Thursday, January 29, 2009

The History of an Author in Progress

I don't know exactly when work on Eversong began. It started as most books do, as an idea. I wanted to see a girl very much like I am now, transported into a mystical world of magic, and fantastic creatures, where she becomes a hero, and gets everything she ever dreamed of.

My first major problem was who is it, and how does she get there? Well, character creation has long been a favourite past-time of mine. She became Victoria Crawford, an average, slightly overweight girl who doesn't run with the popular crowd, but instead cuts her own path through originality. She likes foreign things; music, food, clothes. She's something of an outcast due to her weight, and interest in books.

This of course changes when she discovers a small, leather-bound novel by the name of Eversong in a local used bookstore. Through the magic of this book, she finds herself IN Eversong, amongst the characters she's just been reading about.

Sounds a bit like the Never-Ending Story, doesn't it?

Similarities end there, however, because she soon finds herself immersed in the turmoils of the world, fighting desperately to save it from the scourge of - for lack of a better immediate word - dark elves.

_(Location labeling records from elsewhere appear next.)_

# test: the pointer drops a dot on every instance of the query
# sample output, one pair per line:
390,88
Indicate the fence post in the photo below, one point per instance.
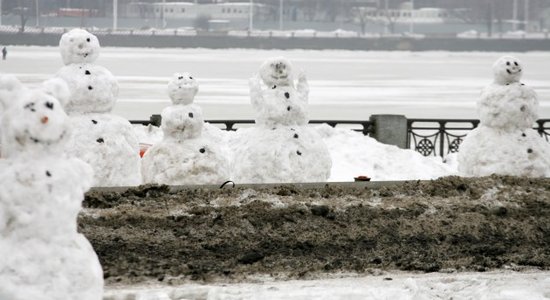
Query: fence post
390,129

As of the creation of this blog, Eversong is still just an unfinished collection of outlines, character notes, and a childish map (for I am many things, but a cartographer I am not). The finalities of Eversong will include:

  • Several complete languages, encompassing Elvish, Dark Elvish, Winged, Fae, and Saurian, to name just a few
  • Three complete novels, spanning the entirety of Vicky's adventures there
  • A better map
  • Things that even I'm not aware of at the moment.


As a writer surrounded by artistically talented friends, I constantly find myself at a loss to describe the troubles I go through trying to get words out, and they to describe issues with drawing to me. I haven't the foggiest what it takes to visualize something in your mind, and then take a pencil to hand and recreate that image on paper. But I've been writing from the time I was able to form letters, and find myself toiling beneath a constant barrage of runaway characters, side-plots, setting changes, and a host of other problems.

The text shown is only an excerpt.